If you are someone who is frequently scaling workouts, volume is not the solution. Similarly, if you are struggling with the technique or mechanics of a movement (commonly the snatch or the clean) then once again volume isn’t the answer.

Of course, we need to consider each persons goal. The majority of our athletes are training for life; getting fit for things outside the gym. Most of us train because we want to change body composition, have more energy, do something that helps us keep up with our kids, not to compete. If these sound like your goals, the occasional extra volume might be fun, but training once a day, 4 to 5 times a week (or building yourself up to that) will be enough. You won’t ever need more to attain your goals.

We know as coaches and understand that every athlete will continue to improve with a single CrossFit workout per day, volume is not the cure-all; effective coaching is.

Volume is unnecessary for most of us for three distinct reasons.

One, volume is not necessary if the goal is simply getting fitter in fact, it can be counterproductive.

Two, intensity and variance must be maintained in order to maximize results as volume increases. This means eliminating bias in programming. Our athletes should see their squats and push-ups increase at a similar rate and not gravitate or get comfortable with just lifting heavy. Extra volume through lifting simply cannot replace variance when training for general physical preparedness (or looking good naked).

Three, effectively implementing multiple volume or just doing more with in a one hour class time is difficult and impractical.
Also counterproductive, as mentioned earlier. When you add too much the intensity and one part is lost and therefore your overall strength and goals are actually suffering. Heavy lifting for movements like the back squat, deadlift, and benchpress should be it’s own workout, performed on its own in a one hour session. These items should be treated with care and done intensely heavy.

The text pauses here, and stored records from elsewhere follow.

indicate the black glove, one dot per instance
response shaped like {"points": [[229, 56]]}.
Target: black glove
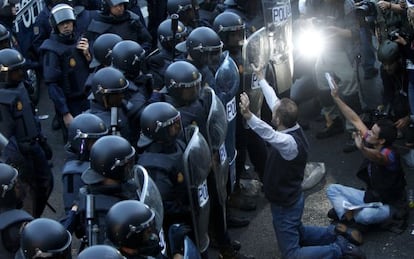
{"points": [[176, 235], [46, 148]]}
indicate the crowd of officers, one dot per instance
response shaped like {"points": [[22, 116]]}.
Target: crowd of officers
{"points": [[125, 94]]}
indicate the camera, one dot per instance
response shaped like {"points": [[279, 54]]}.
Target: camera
{"points": [[367, 12], [393, 35]]}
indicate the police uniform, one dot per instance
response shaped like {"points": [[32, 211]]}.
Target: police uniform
{"points": [[25, 150], [11, 221], [65, 70], [128, 27]]}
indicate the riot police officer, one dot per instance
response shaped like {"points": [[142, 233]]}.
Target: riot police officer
{"points": [[109, 87], [100, 251], [183, 82], [107, 182], [45, 238], [27, 149], [102, 50], [66, 66], [231, 29], [128, 56], [131, 228], [11, 217], [115, 18], [84, 130], [159, 60]]}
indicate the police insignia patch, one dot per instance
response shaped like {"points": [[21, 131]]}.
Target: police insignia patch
{"points": [[180, 177], [72, 62], [36, 30], [19, 106]]}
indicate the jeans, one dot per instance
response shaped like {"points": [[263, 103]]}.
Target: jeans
{"points": [[298, 241], [337, 194]]}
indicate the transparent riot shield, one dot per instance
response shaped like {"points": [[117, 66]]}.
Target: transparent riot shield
{"points": [[217, 132], [197, 166], [149, 194], [227, 85], [270, 47]]}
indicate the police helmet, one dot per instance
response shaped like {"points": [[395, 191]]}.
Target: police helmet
{"points": [[4, 37], [183, 81], [127, 56], [388, 52], [45, 238], [11, 60], [156, 120], [102, 49], [83, 131], [111, 157], [107, 82], [204, 46], [231, 29], [166, 35], [61, 13], [106, 4], [178, 6], [100, 251], [131, 224], [6, 8]]}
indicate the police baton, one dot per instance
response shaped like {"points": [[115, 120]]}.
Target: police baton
{"points": [[90, 215]]}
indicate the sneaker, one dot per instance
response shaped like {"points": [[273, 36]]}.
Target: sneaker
{"points": [[237, 222], [336, 128], [349, 250], [230, 253], [351, 234]]}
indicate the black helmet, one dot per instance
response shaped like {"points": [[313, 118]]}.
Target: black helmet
{"points": [[61, 13], [11, 60], [183, 81], [156, 121], [127, 56], [165, 34], [106, 4], [231, 29], [204, 46], [100, 251], [83, 131], [6, 8], [4, 37], [388, 52], [102, 49], [45, 238], [107, 82], [131, 224], [111, 157]]}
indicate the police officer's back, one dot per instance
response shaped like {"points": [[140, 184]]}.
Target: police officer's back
{"points": [[11, 217], [115, 18], [27, 148]]}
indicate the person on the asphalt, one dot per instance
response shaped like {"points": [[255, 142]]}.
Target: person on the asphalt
{"points": [[283, 175], [384, 199]]}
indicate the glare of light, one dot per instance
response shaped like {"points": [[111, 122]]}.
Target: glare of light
{"points": [[311, 43]]}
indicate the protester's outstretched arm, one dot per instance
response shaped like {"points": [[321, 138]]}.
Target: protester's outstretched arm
{"points": [[269, 93], [348, 112]]}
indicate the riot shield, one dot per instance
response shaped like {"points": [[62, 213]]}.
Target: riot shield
{"points": [[149, 194], [227, 85], [217, 132], [197, 164], [270, 47]]}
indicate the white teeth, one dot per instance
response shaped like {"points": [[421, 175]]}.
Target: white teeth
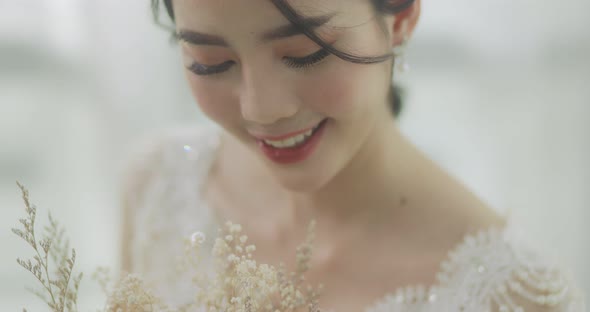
{"points": [[292, 141]]}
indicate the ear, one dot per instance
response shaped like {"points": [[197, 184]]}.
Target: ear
{"points": [[405, 23]]}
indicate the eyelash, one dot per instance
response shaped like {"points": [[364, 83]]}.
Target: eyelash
{"points": [[293, 62]]}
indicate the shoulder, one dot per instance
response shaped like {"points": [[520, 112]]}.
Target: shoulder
{"points": [[502, 270], [165, 154]]}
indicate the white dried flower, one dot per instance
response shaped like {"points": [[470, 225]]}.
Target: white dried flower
{"points": [[198, 238]]}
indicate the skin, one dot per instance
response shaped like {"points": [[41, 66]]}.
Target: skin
{"points": [[371, 191]]}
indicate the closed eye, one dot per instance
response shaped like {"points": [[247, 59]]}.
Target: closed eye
{"points": [[293, 62]]}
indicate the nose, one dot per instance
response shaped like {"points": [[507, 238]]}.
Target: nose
{"points": [[265, 97]]}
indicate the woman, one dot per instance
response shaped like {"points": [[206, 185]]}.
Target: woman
{"points": [[302, 91]]}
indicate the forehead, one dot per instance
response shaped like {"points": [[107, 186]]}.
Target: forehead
{"points": [[258, 15]]}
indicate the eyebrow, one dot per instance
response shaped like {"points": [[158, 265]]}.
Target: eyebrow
{"points": [[285, 31]]}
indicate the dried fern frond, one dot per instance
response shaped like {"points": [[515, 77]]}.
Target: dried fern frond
{"points": [[59, 289]]}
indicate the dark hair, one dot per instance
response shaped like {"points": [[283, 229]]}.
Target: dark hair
{"points": [[380, 6]]}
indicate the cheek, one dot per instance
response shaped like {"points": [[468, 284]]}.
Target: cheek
{"points": [[334, 95], [213, 99]]}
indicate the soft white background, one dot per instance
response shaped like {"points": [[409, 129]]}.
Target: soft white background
{"points": [[498, 94]]}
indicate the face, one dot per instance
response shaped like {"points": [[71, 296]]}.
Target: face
{"points": [[268, 90]]}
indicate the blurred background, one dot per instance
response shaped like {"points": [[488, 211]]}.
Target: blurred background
{"points": [[498, 94]]}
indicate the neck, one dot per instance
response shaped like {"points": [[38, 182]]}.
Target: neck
{"points": [[376, 183]]}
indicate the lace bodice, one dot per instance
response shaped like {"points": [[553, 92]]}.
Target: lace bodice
{"points": [[493, 270]]}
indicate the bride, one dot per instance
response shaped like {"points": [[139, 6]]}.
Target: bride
{"points": [[305, 112]]}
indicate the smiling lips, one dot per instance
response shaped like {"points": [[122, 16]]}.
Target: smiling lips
{"points": [[291, 139], [293, 147]]}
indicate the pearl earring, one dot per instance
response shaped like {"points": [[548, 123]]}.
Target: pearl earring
{"points": [[399, 51]]}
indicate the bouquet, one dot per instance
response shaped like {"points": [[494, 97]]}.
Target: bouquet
{"points": [[238, 283]]}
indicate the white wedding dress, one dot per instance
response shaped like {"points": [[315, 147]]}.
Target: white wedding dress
{"points": [[490, 271]]}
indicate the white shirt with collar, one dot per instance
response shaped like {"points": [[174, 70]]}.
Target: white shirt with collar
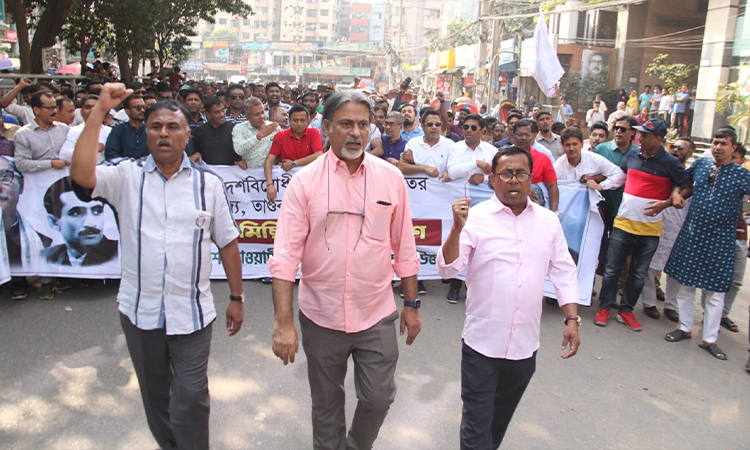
{"points": [[462, 161], [166, 230], [591, 164], [434, 156]]}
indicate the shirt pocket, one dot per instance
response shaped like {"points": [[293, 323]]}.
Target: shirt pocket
{"points": [[378, 221], [201, 220]]}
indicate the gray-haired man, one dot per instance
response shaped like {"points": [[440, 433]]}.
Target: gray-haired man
{"points": [[342, 217]]}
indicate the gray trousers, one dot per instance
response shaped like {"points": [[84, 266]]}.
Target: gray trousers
{"points": [[375, 354], [172, 375]]}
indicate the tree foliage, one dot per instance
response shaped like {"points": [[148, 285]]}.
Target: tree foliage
{"points": [[733, 100], [581, 90], [126, 27], [46, 27], [672, 75]]}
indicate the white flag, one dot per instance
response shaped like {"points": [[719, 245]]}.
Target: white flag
{"points": [[548, 70]]}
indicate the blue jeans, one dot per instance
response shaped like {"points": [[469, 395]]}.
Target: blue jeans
{"points": [[620, 244]]}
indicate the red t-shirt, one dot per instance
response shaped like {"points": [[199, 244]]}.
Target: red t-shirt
{"points": [[286, 146], [543, 171]]}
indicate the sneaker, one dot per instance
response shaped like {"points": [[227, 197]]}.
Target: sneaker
{"points": [[453, 295], [602, 316], [652, 312], [672, 315], [19, 292], [46, 291], [627, 318]]}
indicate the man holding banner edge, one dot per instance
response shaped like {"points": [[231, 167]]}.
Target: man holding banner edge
{"points": [[166, 307]]}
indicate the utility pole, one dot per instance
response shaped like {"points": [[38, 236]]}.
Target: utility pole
{"points": [[484, 32], [498, 29]]}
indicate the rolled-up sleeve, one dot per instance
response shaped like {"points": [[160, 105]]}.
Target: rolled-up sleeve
{"points": [[292, 229], [406, 259], [467, 242], [223, 227], [562, 270]]}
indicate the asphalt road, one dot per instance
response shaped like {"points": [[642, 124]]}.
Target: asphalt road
{"points": [[66, 382]]}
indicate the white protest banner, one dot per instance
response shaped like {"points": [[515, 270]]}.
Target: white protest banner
{"points": [[55, 234]]}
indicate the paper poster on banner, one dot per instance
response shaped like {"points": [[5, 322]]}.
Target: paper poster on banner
{"points": [[61, 235]]}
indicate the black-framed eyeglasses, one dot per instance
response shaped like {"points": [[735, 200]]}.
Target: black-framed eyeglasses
{"points": [[344, 213], [7, 176], [505, 176]]}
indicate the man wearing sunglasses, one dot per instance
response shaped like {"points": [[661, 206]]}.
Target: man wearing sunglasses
{"points": [[342, 217], [236, 100], [615, 151], [652, 173], [512, 239], [128, 140]]}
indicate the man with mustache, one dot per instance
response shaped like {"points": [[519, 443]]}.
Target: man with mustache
{"points": [[342, 216], [170, 212], [81, 225], [37, 148]]}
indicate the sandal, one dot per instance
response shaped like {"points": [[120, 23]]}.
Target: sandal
{"points": [[714, 350], [727, 323], [676, 336]]}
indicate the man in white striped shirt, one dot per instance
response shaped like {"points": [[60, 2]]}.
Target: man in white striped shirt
{"points": [[170, 211], [586, 167]]}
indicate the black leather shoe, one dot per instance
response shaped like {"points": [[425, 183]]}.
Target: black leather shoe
{"points": [[672, 315]]}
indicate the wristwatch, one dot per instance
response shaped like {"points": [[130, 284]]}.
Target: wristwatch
{"points": [[576, 318], [415, 304]]}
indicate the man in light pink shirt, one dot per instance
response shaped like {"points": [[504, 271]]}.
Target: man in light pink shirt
{"points": [[509, 245], [342, 216]]}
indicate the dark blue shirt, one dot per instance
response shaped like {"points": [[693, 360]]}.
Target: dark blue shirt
{"points": [[125, 141], [392, 150]]}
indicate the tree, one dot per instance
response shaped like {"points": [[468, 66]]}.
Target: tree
{"points": [[672, 75], [733, 100], [53, 16], [85, 29]]}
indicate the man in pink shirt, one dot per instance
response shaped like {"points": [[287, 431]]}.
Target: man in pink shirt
{"points": [[509, 245], [342, 216]]}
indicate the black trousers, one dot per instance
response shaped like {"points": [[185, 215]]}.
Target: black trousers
{"points": [[172, 374], [491, 389]]}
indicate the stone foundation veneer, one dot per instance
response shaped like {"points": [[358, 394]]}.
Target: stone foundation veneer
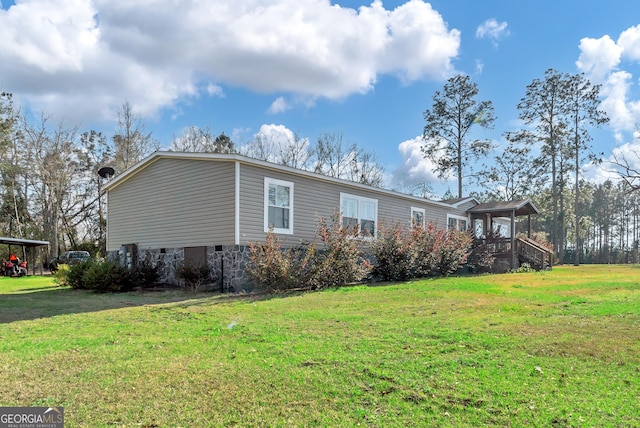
{"points": [[228, 263]]}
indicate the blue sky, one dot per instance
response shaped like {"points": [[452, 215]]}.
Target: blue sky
{"points": [[367, 70]]}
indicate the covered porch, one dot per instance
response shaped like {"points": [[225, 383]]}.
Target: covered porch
{"points": [[487, 219]]}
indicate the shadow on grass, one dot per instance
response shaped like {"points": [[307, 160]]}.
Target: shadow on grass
{"points": [[44, 302]]}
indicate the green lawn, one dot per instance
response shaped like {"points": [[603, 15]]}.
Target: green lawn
{"points": [[558, 349]]}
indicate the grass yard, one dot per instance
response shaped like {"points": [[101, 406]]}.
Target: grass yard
{"points": [[559, 349]]}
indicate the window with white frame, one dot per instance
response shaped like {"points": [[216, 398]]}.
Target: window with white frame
{"points": [[278, 205], [456, 222], [417, 217], [359, 214]]}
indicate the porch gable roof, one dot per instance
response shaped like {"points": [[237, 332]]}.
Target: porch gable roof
{"points": [[505, 209]]}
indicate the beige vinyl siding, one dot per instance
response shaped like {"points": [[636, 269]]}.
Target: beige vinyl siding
{"points": [[466, 206], [310, 201], [315, 198], [174, 203]]}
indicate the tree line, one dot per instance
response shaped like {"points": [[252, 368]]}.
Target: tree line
{"points": [[51, 189]]}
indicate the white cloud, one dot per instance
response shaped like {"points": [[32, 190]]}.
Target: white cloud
{"points": [[280, 105], [84, 57], [215, 90], [492, 29], [607, 62], [415, 168], [629, 41], [598, 57]]}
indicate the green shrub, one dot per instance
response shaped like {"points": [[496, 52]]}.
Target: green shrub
{"points": [[524, 268], [60, 276], [426, 240], [145, 273], [395, 253], [453, 250], [107, 276], [340, 260]]}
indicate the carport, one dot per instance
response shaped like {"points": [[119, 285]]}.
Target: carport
{"points": [[30, 246]]}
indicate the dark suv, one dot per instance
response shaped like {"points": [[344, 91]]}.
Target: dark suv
{"points": [[69, 258]]}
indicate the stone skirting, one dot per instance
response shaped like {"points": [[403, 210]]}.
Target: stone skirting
{"points": [[227, 262]]}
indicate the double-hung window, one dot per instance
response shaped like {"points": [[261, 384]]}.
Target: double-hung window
{"points": [[456, 222], [359, 214], [417, 217], [278, 205]]}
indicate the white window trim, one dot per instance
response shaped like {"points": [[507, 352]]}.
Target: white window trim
{"points": [[457, 217], [360, 199], [424, 215], [267, 182]]}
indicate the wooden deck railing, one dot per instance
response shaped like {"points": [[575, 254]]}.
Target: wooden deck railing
{"points": [[532, 252]]}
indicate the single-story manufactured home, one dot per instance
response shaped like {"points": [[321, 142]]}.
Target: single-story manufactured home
{"points": [[196, 208]]}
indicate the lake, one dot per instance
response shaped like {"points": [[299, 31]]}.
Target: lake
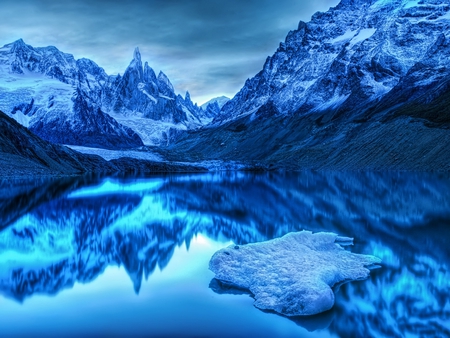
{"points": [[128, 256]]}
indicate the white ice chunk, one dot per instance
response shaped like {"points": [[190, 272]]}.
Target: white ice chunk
{"points": [[292, 275]]}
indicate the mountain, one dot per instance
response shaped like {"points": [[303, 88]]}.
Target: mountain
{"points": [[148, 104], [364, 85], [221, 100], [75, 102], [57, 97], [212, 107], [23, 153]]}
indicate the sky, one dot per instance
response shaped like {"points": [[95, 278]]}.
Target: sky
{"points": [[208, 47]]}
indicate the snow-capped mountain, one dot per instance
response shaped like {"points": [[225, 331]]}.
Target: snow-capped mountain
{"points": [[351, 57], [148, 104], [57, 97], [365, 85], [221, 100], [75, 102], [73, 232], [212, 107]]}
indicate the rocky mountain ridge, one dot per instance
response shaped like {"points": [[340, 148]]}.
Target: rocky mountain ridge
{"points": [[364, 85], [40, 88]]}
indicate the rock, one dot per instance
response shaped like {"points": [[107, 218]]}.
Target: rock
{"points": [[292, 275]]}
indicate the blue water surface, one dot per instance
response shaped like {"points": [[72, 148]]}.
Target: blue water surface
{"points": [[128, 256]]}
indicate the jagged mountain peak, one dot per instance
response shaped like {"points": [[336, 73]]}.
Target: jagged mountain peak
{"points": [[137, 54], [162, 78]]}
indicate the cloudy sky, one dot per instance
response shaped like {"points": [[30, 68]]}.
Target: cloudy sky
{"points": [[209, 47]]}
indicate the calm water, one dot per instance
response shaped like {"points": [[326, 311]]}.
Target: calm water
{"points": [[129, 256]]}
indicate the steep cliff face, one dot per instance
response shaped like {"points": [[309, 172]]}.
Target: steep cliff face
{"points": [[362, 86], [148, 104], [24, 153], [40, 88], [57, 97]]}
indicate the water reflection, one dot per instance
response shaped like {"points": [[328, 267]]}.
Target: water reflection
{"points": [[56, 233]]}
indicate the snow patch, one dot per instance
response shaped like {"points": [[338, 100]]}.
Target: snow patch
{"points": [[363, 34], [292, 275]]}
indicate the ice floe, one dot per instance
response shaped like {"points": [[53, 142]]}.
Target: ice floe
{"points": [[292, 275]]}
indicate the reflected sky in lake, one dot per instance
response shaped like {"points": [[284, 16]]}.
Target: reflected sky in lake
{"points": [[129, 256]]}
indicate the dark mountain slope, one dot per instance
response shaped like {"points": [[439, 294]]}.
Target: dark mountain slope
{"points": [[22, 153]]}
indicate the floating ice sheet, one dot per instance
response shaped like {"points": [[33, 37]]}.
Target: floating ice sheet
{"points": [[292, 275]]}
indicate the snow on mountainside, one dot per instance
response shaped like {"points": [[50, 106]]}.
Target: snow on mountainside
{"points": [[212, 107], [221, 100], [56, 97], [148, 104], [348, 57], [75, 102], [365, 85]]}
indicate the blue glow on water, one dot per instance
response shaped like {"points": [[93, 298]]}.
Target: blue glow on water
{"points": [[129, 256]]}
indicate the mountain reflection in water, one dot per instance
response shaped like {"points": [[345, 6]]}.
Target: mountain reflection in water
{"points": [[61, 232]]}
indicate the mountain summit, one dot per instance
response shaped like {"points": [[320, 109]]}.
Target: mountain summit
{"points": [[364, 85]]}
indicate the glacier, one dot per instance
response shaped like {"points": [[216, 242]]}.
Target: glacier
{"points": [[292, 275]]}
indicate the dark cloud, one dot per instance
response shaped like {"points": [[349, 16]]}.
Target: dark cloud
{"points": [[209, 47]]}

Keeping that in mind, volume can allow you to improve more areas of your fitness if you were able to avoid simply going through the motions without intensity. Again doing more just for the sake of doing more doesn’t make sense unless you can maintain intensity for all of that volume. It just will not be the case for most of our athletes and cannot be accomplished in a one hour session.

There are positives to volume, but they come at a cost. It will be much harder to produce results and hit personal records if you add volume for volume sake. Your progression can actually be halted or slowed by doing too much volume.

Remember that programming and volume are just pieces of the puzzle. The magic is in the movements. Intensity is essential and it hurts but it’s required to greatly increase fitness. Volume is no substitute.

Tommy Hackenbruck said it best in a quote on Instagram when he said “you don’t need harder workouts, you need to go harder in your workouts”.

Remember, there’s two ways that we can drive intensity, one is speed, the other is load. If you leave a workout feeling like it wasn’t a good workout you either didn’t go hard enough or you didn’t have the right load on your bar. Our programming, done well, leaves no place to hide and should be uncomfortable and challenging every single day.

If all is forgotten, just remember one thing: volume can bend a few but not at the cost of intensity and variance. Intensity and variance are the keys. Volume is secondary but still can still produce results if implemented properly.